- Ashville
- Coordinates: 35°31′S 139°22′E﻿ / ﻿35.51°S 139.37°E
- Population: 28 (SAL 2021)
- Postcode(s): 5259
- Location: 32 km (20 mi) south of Tailem Bend ; 127 km (79 mi) southeast of Adelaide ;
- State electorate(s): Hammond
- Federal division(s): Barker
Localities around Ashville:
|  | Wellington East | Cooke Plains |
| Poltalloch | Ashville | Malinong |
|  | Waltowa | Meningie East |

= Ashville, South Australia =

Ashville is a locality in South Australia along the Princes Highway between Tailem Bend and Meningie.

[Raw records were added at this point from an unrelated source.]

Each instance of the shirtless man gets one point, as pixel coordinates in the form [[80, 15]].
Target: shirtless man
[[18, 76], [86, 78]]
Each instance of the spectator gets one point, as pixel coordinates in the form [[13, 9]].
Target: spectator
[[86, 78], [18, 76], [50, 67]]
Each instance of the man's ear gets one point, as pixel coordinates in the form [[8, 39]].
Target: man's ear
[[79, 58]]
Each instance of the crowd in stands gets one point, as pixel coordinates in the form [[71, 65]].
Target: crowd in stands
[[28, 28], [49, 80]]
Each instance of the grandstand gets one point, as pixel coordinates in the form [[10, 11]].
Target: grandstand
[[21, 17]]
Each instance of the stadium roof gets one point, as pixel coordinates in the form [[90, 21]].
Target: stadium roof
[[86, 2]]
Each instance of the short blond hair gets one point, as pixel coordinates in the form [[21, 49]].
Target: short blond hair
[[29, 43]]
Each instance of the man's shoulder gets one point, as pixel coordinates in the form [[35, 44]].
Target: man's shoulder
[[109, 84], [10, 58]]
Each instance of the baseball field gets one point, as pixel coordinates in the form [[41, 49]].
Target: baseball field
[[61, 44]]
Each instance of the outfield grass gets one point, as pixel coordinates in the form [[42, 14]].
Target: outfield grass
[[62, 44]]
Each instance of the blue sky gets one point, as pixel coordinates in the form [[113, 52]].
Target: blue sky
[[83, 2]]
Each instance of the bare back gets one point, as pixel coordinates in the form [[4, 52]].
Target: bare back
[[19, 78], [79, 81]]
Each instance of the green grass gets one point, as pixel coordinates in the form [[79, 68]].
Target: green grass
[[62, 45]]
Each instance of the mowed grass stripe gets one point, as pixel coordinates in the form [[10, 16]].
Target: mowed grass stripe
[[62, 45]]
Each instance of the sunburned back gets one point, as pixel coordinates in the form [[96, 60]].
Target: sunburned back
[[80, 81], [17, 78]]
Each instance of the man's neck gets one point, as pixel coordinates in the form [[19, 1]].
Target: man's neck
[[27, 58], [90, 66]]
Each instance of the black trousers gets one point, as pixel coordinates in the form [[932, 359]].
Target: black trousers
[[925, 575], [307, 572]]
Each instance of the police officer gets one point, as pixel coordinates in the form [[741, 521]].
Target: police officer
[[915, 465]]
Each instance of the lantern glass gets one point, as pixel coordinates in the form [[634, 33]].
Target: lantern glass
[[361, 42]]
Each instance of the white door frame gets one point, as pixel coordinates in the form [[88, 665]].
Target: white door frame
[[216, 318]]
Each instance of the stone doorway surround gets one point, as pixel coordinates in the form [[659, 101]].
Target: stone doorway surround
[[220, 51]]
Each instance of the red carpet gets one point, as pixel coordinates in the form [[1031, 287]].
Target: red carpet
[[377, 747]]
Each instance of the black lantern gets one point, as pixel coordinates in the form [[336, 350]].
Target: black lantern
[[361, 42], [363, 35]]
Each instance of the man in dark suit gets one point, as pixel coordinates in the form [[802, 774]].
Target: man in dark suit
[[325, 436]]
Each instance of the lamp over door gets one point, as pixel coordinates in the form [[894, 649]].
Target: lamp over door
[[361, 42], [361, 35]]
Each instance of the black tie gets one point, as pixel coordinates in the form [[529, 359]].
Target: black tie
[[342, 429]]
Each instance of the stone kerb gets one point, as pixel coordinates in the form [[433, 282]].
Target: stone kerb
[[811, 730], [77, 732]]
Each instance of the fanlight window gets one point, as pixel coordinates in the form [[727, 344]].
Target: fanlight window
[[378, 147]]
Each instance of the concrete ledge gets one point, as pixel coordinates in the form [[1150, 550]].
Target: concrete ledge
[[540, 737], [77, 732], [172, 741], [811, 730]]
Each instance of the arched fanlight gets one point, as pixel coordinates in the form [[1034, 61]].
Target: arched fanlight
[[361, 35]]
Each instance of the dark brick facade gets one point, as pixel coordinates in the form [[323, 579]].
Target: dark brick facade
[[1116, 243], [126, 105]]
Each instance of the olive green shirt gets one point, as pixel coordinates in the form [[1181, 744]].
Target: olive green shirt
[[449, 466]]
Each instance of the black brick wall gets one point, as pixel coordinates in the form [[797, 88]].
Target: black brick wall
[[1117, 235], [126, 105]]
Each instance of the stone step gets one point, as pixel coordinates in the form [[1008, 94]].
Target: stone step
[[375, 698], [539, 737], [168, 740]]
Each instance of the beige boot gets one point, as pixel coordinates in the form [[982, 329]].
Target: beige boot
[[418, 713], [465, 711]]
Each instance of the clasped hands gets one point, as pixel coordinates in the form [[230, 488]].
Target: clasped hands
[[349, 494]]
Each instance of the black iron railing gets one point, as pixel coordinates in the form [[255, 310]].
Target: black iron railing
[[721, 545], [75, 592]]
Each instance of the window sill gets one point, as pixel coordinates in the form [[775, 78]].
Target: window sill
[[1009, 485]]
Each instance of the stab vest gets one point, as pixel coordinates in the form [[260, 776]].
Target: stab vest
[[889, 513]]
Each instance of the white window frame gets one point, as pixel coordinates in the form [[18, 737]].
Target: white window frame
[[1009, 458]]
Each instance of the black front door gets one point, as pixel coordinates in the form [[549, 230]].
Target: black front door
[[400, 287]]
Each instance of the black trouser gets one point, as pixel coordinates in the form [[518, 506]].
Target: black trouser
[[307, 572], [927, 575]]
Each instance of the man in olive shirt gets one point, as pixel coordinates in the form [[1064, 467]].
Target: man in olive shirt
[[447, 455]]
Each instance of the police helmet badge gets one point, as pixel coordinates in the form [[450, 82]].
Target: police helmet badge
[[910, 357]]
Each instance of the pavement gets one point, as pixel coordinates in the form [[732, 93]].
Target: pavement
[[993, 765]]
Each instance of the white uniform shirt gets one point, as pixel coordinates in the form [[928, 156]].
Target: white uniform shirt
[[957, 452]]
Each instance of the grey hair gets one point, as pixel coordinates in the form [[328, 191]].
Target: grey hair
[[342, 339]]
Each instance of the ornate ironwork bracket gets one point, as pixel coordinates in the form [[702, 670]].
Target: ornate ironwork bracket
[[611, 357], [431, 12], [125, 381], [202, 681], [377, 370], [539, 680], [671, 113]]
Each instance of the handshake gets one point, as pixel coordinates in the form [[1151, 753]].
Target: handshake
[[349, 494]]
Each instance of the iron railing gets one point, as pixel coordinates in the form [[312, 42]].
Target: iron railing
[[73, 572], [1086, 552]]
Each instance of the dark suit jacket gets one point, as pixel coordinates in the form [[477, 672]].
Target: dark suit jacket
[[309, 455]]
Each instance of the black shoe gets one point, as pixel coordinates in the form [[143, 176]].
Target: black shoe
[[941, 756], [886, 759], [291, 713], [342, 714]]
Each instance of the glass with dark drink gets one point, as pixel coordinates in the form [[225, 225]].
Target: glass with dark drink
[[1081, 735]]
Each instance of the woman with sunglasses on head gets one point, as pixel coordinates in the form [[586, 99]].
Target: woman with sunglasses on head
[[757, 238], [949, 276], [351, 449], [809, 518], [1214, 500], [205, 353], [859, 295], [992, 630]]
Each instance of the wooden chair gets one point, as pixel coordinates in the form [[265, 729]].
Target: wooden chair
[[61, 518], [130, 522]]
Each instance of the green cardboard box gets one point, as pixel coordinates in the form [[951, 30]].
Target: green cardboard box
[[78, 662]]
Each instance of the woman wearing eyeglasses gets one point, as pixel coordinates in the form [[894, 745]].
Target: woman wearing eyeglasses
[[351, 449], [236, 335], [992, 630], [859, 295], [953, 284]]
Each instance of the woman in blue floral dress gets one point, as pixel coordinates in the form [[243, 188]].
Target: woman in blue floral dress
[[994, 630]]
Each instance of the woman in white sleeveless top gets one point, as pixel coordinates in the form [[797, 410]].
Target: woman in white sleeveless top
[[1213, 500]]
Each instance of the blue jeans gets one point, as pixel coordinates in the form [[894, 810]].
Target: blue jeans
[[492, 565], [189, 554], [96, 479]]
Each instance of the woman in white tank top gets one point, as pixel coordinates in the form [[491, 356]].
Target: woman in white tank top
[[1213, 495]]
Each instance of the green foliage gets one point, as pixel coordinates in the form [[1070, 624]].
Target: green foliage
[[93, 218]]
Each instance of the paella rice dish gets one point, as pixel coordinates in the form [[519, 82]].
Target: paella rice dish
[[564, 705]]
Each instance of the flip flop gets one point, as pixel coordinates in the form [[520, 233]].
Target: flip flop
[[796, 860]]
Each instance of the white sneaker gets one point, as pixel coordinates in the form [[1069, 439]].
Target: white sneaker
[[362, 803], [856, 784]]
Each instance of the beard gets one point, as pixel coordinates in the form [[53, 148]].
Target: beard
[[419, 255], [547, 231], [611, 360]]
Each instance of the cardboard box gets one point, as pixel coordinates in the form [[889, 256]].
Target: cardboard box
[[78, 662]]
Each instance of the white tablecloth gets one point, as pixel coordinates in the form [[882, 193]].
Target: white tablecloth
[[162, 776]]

The locality is named after George Ash, who was a member of the South Australian Legislative Assembly in the 1890s and a business partner of Charles Cameron Kingston.

In 1913, the district population was 80 people.

A school at Ashville opened in 1895 and closed in 1959. A school hall built of stone opened in December 1918 to serve the purposes of "...the education of the children, a place of meeting and wholesome recreation for the young people, and a place of worship" at a cost of £600. It benefited the people of Ashville, Poltalloch and Albert Hill. The debt was still being paid off in 1920.

The Ashville Memorial Hall was "erected in memory of those who served". An appeal for funds following World War II included a gala country fair in 1949 at Poltalloch. The building now houses an art gallery and antique shop.